Ein Rechercheteam um den Sicherheitsforscher Aras Nazarovas vom litauischen Portal Cybernews hat aufgedeckt, dass private Bilder von Nutzern mehrerer Dating-Apps des Entwicklers M.A.D. Mobile frei zugänglich im Netz gespeichert waren.
Sicherheitslücke bei M.A.D. Mobile ermöglicht Zugriff auf sensible Inhalte
Laut BBC konnten die Bilder ohne Passwortschutz über einen einfachen Link abgerufen werden – betroffen waren insgesamt fünf Apps: die Kink-Plattform BDSM People, das Sugar-Daddy-Portal Chica sowie die queeren Dating-Apps Pink für lesbische Frauen, Brish für schwule Männer und Translove für Trans- und nicht-binäre Menschen.
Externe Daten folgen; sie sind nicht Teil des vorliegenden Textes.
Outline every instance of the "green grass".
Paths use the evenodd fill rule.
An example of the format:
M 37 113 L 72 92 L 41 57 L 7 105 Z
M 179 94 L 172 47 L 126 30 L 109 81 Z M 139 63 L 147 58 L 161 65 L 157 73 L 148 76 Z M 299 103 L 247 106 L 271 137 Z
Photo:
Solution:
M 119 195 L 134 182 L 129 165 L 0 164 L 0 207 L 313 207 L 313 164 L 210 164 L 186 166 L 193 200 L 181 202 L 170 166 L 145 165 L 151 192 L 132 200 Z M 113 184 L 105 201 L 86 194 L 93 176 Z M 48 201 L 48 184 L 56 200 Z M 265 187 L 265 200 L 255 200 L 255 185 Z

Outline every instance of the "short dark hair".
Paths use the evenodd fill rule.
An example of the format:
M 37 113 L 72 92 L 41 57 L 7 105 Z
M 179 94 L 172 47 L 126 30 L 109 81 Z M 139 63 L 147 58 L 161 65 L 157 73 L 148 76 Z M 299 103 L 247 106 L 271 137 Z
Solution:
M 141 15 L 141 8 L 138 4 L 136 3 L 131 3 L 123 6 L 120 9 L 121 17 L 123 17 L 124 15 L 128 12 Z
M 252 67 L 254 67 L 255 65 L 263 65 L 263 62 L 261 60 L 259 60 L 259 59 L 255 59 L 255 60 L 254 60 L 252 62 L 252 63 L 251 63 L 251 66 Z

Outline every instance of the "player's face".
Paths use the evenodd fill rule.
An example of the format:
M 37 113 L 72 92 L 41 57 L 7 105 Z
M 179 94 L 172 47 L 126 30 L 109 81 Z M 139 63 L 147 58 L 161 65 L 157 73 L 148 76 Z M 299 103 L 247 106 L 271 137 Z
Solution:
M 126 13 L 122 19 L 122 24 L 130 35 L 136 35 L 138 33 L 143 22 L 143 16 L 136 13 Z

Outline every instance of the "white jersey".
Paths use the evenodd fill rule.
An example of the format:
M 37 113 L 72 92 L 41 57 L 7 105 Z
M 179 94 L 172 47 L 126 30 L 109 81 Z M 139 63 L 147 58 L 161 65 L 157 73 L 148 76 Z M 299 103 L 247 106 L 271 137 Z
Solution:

Die Zahl der betroffenen Nutzer:innen schätzt man auf 800.000 bis 900.000 Personen. Die öffentlich zugänglichen Bilder stammten nicht nur von Profilseiten, sondern auch aus privaten Direktnachrichten, von der Plattform entfernten Inhalten sowie Verifizierungsbildern. Nazarovas betonte gegenüber der BBC: „Das erste Bild, das ich sah, war ein nackter Mann in den Dreißigern – da war sofort klar, dass diese Daten nicht öffentlich zugänglich sein dürfen.“
Gefahr von Erpressung und Outing in queerfeindlichen Ländern
Besonders brisant: Die geleakten Bilder enthalten zwar keine Klarnamen oder Textnachrichten, könnten jedoch in Kombination mit Profilinformationen zur Erpressung oder zum Outing von Personen in Ländern mit queerfeindlicher Gesetzgebung verwendet werden. Laut Cybernews stelle dies eine konkrete Gefahr für Leib und Leben dar, da in manchen Regionen schon die Nutzung solcher Apps strafrechtliche Konsequenzen haben kann.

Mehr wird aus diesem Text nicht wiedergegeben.